# VL02 - Regular Expression - Basics & Overview

A regular expression is a compact mini-language for describing text patterns — good for quick extraction, validation and compact rules, but brittle to variation and obfuscation.



# `re` operations — quick reference table 

| Operation                    |                                     Function | Description                                                                                                                             |                     Return value | One-line example                                                              |
| ---------------------------- | -------------------------------------------: | --------------------------------------------------------------------------------------------------------------------------------------- | -------------------------------: | ----------------------------------------------------------------------------- |
| Search first match anywhere  |                   `re.search(pattern, text)` | Finds the **first** match in `text`; returns a `Match` object or `None`. Useful to test existence or get span/groups.                   |                `Match` or `None` | `m = re.search(r"\bemail\b", "no email here"); bool(m)`                       |
| Match at start only          |                    `re.match(pattern, text)` | Tries to match **only at the start** of the string. (Use `^` with `search` for similar behaviour.)                                      |                `Match` or `None` | `bool(re.match(r"Hello", "Hello world"))`                                     |
| Full-string match            |                `re.fullmatch(pattern, text)` | Returns a match **only if the entire string** fits the pattern.

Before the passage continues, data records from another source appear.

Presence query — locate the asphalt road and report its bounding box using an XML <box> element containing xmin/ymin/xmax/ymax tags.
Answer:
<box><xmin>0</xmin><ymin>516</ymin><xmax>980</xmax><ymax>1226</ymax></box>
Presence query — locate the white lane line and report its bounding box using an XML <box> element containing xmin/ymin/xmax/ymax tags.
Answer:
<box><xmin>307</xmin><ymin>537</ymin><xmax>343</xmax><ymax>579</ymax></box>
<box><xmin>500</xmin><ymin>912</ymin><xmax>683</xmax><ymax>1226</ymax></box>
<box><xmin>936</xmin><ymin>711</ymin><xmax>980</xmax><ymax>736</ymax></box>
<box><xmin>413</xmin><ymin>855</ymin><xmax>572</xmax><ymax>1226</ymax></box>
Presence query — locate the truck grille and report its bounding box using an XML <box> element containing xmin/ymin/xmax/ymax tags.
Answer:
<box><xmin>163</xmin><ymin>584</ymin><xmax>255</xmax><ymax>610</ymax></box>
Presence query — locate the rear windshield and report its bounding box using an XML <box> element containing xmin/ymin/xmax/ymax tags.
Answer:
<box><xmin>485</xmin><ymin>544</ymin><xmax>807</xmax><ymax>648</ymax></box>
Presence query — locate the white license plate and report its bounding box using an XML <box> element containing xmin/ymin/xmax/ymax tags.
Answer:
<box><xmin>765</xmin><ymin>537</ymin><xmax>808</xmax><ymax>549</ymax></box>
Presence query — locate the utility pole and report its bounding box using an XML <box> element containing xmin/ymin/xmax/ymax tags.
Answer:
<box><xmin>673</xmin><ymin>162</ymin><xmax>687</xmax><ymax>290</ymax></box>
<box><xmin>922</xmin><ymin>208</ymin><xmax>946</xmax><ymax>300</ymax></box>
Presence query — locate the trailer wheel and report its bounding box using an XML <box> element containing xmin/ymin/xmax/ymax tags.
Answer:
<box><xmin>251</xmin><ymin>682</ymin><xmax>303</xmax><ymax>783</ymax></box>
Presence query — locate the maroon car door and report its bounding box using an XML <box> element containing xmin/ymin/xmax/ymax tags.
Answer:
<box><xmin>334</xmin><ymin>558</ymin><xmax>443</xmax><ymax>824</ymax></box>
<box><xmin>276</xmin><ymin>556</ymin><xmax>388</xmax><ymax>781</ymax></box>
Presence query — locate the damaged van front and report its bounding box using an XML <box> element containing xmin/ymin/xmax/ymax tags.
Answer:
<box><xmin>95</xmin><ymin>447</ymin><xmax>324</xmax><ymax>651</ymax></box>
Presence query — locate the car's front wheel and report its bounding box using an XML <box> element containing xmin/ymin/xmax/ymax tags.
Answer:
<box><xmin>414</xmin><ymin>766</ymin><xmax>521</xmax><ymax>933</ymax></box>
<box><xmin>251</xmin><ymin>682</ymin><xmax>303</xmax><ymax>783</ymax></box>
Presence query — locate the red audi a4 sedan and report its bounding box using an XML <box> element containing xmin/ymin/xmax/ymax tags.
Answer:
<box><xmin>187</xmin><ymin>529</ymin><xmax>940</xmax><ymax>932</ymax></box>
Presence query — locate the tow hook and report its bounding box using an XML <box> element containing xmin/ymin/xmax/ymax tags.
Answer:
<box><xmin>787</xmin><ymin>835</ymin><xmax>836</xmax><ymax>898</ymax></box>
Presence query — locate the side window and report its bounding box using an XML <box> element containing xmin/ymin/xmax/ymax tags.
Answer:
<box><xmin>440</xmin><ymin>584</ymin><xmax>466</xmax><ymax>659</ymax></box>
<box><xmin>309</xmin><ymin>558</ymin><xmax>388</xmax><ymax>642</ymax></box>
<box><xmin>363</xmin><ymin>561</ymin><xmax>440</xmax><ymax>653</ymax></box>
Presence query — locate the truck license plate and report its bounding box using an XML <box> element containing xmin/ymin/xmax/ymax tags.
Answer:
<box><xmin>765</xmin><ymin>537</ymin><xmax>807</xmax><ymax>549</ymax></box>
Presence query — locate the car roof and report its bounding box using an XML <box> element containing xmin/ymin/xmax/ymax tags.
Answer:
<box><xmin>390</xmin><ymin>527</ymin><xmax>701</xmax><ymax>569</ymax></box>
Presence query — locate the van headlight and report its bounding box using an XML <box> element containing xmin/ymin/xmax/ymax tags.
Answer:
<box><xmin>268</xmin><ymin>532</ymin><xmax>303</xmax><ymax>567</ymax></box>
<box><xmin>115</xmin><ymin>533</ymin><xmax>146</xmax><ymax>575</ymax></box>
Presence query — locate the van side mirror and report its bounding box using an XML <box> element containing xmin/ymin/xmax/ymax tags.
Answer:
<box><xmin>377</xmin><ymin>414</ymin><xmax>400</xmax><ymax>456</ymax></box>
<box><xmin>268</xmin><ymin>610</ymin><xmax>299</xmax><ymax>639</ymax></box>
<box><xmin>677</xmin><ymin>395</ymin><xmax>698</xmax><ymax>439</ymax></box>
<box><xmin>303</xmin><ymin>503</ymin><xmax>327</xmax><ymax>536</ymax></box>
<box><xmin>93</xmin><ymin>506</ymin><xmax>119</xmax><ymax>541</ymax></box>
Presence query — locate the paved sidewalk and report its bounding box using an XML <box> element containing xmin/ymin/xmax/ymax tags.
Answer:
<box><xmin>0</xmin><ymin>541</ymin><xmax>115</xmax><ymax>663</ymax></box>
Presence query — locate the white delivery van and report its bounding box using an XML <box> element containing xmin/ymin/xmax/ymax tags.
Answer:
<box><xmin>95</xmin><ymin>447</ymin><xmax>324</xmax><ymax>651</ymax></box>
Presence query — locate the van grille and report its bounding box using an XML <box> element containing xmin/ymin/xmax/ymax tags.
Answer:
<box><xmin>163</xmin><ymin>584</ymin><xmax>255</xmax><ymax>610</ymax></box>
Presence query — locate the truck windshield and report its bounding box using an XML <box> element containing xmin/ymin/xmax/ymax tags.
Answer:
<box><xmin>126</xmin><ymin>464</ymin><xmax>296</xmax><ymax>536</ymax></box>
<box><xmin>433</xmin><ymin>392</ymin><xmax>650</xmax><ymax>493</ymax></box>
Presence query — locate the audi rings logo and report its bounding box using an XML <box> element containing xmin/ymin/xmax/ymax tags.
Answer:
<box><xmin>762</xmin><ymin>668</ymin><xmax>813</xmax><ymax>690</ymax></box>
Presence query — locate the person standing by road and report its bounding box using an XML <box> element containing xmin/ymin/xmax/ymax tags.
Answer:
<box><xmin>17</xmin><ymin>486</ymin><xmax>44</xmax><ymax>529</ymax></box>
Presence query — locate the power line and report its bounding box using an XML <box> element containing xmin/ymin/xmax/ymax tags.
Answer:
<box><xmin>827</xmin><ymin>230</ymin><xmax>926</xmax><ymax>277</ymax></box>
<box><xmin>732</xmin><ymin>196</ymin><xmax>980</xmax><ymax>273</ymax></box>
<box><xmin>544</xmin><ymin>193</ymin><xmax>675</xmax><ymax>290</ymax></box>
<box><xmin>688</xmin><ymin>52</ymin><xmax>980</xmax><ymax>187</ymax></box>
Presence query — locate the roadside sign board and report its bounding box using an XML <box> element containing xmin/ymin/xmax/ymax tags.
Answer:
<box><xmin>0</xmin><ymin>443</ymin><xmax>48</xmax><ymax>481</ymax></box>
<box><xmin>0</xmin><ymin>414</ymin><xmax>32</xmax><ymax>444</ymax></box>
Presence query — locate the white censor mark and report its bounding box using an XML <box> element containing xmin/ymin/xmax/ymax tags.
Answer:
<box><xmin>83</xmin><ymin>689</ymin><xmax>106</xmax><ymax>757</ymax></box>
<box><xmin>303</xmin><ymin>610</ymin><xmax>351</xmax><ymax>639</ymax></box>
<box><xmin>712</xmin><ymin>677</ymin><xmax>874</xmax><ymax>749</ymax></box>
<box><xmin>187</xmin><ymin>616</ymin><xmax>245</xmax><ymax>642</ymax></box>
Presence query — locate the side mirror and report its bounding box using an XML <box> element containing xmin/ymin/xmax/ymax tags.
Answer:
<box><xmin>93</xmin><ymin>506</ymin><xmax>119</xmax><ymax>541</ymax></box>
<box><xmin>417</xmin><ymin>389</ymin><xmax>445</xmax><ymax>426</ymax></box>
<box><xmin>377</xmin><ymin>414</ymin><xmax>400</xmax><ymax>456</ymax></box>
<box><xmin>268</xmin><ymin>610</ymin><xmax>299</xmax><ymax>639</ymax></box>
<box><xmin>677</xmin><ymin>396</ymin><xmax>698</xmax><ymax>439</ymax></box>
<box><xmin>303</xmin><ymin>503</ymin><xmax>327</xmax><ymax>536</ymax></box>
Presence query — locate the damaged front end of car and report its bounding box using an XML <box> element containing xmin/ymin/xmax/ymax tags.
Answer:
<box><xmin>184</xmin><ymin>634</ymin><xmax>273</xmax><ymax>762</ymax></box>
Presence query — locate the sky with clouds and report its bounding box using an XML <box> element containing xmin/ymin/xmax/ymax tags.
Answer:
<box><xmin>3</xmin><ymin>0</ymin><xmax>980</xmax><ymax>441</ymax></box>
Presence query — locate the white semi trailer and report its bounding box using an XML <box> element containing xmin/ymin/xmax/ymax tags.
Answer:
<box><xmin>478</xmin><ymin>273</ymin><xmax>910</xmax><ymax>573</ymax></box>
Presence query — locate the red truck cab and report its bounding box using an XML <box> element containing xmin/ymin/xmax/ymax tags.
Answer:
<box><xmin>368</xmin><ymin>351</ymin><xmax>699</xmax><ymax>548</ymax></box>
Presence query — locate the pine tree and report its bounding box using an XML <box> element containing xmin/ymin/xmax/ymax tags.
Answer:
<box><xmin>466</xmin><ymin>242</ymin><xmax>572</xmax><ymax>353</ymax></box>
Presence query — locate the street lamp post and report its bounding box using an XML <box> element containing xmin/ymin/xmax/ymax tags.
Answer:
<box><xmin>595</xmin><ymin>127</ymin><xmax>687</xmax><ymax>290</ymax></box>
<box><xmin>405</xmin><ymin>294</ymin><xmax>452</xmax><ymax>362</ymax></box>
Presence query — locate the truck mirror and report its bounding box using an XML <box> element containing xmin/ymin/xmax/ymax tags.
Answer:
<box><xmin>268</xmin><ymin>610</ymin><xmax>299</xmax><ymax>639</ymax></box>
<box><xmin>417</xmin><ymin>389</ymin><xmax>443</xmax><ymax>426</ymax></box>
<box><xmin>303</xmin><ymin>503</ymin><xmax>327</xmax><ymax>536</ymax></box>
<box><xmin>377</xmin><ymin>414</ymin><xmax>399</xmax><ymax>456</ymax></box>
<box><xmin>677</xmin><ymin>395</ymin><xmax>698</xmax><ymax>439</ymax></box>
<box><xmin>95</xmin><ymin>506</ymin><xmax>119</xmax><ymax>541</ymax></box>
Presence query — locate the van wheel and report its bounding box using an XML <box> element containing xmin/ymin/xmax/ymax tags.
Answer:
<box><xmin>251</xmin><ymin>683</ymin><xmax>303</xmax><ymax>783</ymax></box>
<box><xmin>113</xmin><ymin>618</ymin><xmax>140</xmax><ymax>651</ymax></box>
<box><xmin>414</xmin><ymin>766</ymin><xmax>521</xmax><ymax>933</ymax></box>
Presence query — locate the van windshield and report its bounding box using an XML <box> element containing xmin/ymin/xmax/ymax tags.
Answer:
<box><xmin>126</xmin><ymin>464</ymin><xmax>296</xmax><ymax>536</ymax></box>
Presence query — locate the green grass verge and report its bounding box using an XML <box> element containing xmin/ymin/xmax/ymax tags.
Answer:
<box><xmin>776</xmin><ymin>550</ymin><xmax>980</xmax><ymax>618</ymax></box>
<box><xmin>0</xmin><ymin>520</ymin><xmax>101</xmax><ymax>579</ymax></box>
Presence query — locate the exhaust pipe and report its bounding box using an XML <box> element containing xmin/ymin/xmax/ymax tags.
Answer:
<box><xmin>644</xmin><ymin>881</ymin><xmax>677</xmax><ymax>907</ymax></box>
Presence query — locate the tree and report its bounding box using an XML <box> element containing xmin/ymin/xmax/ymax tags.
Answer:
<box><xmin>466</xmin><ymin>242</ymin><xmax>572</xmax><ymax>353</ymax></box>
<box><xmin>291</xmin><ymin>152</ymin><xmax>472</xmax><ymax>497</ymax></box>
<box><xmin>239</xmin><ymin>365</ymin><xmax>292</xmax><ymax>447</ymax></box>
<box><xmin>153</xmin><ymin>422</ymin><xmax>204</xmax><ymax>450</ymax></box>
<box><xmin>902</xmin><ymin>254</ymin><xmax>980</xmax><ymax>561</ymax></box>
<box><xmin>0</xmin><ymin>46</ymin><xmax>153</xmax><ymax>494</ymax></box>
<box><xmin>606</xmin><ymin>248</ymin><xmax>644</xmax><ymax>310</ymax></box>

Good for strict validation.                                             |                `Match` or `None` | `bool(re.fullmatch(r"\d{4}-\d{2}-\d{2}", "2025-09-05"))`                      |
| Find all matches (strings)   |                  `re.findall(pattern, text)` | Returns a **list** of all matched substrings (or group-tuples if pattern has groups). Quick extraction.                                 |     `list[str]` or `list[tuple]` | `re.findall(r"\b\w+\b", "one, two 3")`                                        |
| Iterate matches (with spans) |                 `re.finditer(pattern, text)` | Returns an **iterator** of `Match` objects (gives `.group()`, `.span()`, named groups). Memory-friendly for large texts.                |              iterator of `Match` | `for m in re.finditer(r"\d+", "id42 id7"): print(m.group(), m.span())`        |
| Split by pattern             |                    `re.split(pattern, text)` | Splits `text` using the pattern as delimiter. Useful for flexible tokenization/field splitting.                                         |                      `list[str]` | `re.split(r"[,\s]+", "a, b,c  d")`                                            |
| Substitute / replace         |                `re.sub(pattern, repl, text)` | Replace matches with `repl` (string or callable). Useful for normalization or masking.                                                  |                            `str` | `re.sub(r"\d+", "<NUM>", "price 12 and 7")`                                   |
| Substitution + count         |               `re.subn(pattern, repl, text)` | Same as `sub` but returns `(new_text, n_subs)` — handy when you need how many replacements happened.                                    |                     `(str, int)` | `re.subn(r"\s+", " ", "a   b")`                                               |
| Compile reusable pattern     |             `re.compile(pattern, flags=...)` | Compile a pattern into a `Pattern` object for reuse (faster if used many times). Use `.findall()`, `.search()`, `.sub()` on the object. |                        `Pattern` | `P = re.compile(r"\bfree\b", re.I); P.findall("Free free")`                   |
| Escape literal strings       |                            `re.escape(text)` | Escape user input so it can be used safely in a regex (turns `.` → `\.` etc.).                                                          |                            `str` | `re.escape("a+b.c?")`                                                         |
| Named groups & captures      |              `(?P<name>...)` inside patterns | Capture parts of a match with a **name**; access via `m.group("name")`. Useful for structured extraction.                               |              via `Match.group()` | `m=re.search(r"(?P<user>[\w.-]+)@(?P<dom>[\w.-]+\.\w+)", s); m.group("user")` |
| Lookaround (non-consuming)   | `(?=...)`, `(?!...)`, `(?<=...)`, `(?<!...)` | Check context **without** consuming chars (lookahead/lookbehind). Powerful for context-sensitive matches.                               |              used inside pattern | `re.findall(r"(?<=\$)\d+", "Price $12")`                                      |
| Verbose / commented patterns |                 `re.X` / `re.VERBOSE` (flag) | Allow whitespace and `#` comments in pattern for readability. Good for complex patterns.                                                | used with `compile` or `findall` | `re.compile(r"(\d{2})\.(\d{2})\.(\d{4})", re.X)`                              |



In [None]:
import re

# quick comparison
print(re.findall(r"\d+", "Order 42, id 7"))          # direct one-liner
p = re.compile(r"\d+")
print(p.findall("Order 42, id 7"))                   # compiled + reused


## Core building blocks

In [None]:
# Literals
print(re.findall(r"cat", "the cat sat"))                   # ['cat']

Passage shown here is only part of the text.